Post #1
I have no illusions that this blog will result in anything that could be mistaken for the Pietá, but even Michelangelo’s first hammer strike on the journey to that masterpiece was probably equally non-descript. But, you gotta start somewhere, right?
And so, in this wishy-washy age of “be responsible for nothing, but take offense at everything,” I offer the following for the thin-skinned:
“All right, all right, I apologize. I’m really, really sorry. I apologize unreservedly. I offer a complete and utter retraction. The imputation was totally without basis in fact and was in no way fair comment and was motivated purely by malice, and I deeply regret any distress that my comments may have caused you or your family, and I hereby undertake not to repeat any such slander at any time in the future.“ Spoken by Archie Leach (John Cleese) to Otto (Kevin Kline) in “A Fish Called Wanda.”
In other words, Dear Reader: read this blog at your peril (for some of you, that means, “I’d turn back if were you”).
For the less faint of heart, why start now? ‘Cause it seems like everyone is blogging? That by itself would seem reason enough not to. No, it is out of frustration: there is so much crap impacting the air waves (ok: internet) that goes unanswered – or worse, triggers a response so ludicrous as to be pathetic – I just couldn’t sit on my keyboard and not join the fray.
There are a few of you (important to me, but statistically insignificant to the rest of the world – sorry) that I have tormented with my writings for years, and you will see some of the old stuff; I beg your forbearance – there is much more new to come. The “old stuff” for the blithely uninitiated is mostly travelogues, the new stuff is mostly fiction, and scattered throughout will be my comments on current events (or, events that would have been non-events if not for “electronic media” – which begs the question of whether or not “media” can be virtual).

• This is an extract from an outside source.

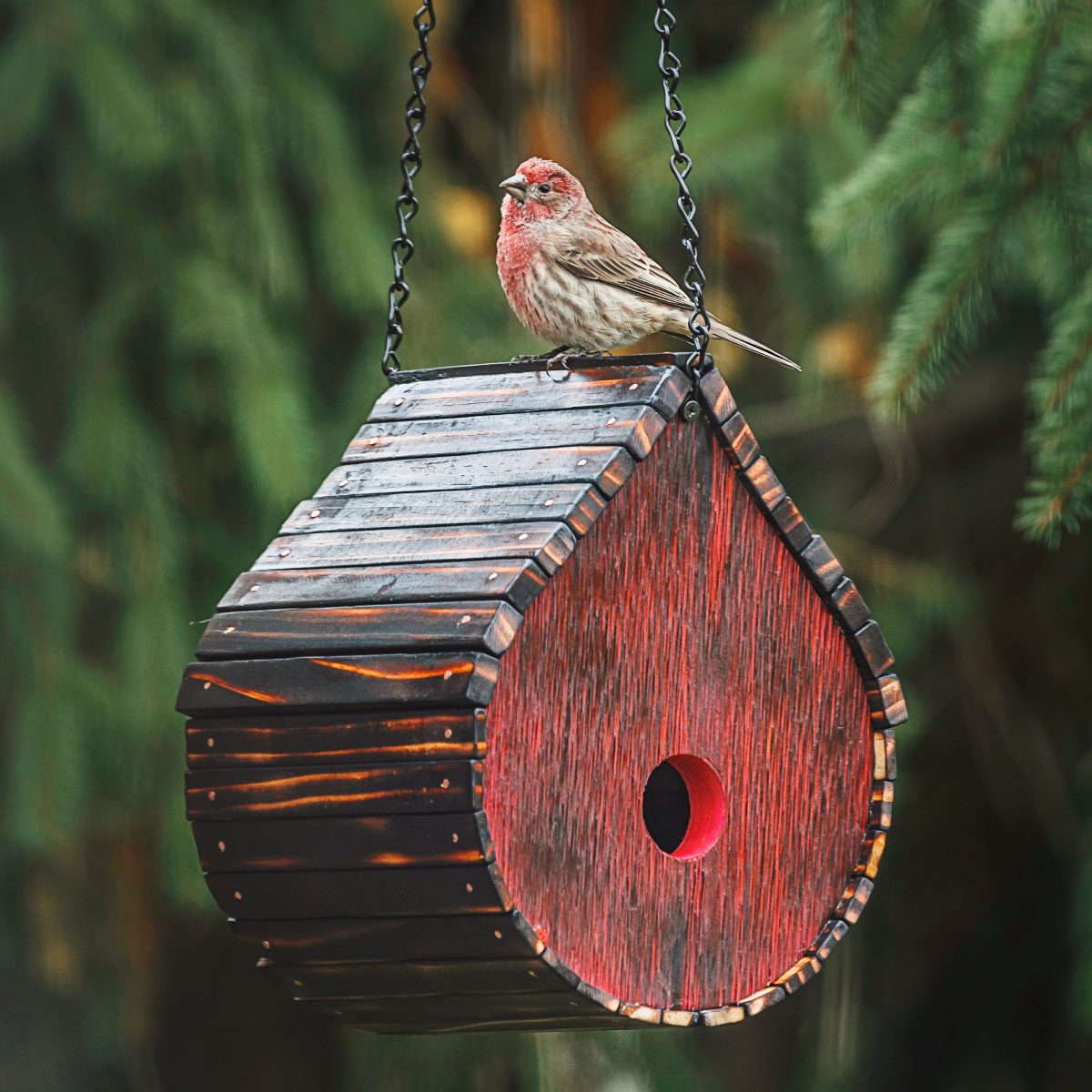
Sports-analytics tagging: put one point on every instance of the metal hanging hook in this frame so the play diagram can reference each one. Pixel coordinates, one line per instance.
(407, 205)
(675, 120)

The blame for writing about my travels can be firmly placed on the shoulders of Mark Twain and his “Innocents Abroad.” The travels themselves were all paid for by somebody else (which is the only way to go); but it means somebody else was throwing the darts at the map of the world, not me. Keeping a diary was often the only way I had to cope with the “adventure”; inflicting my views on others came later. For the more mathematically inclined, I have spent a significant amount of time in 24 countries (I don’t count airport layovers as actually being in-country; the shortest stay something around a week; the longest, 44 months). I do not count the land of my birth as a foreign country, although in a few years, I might be able to.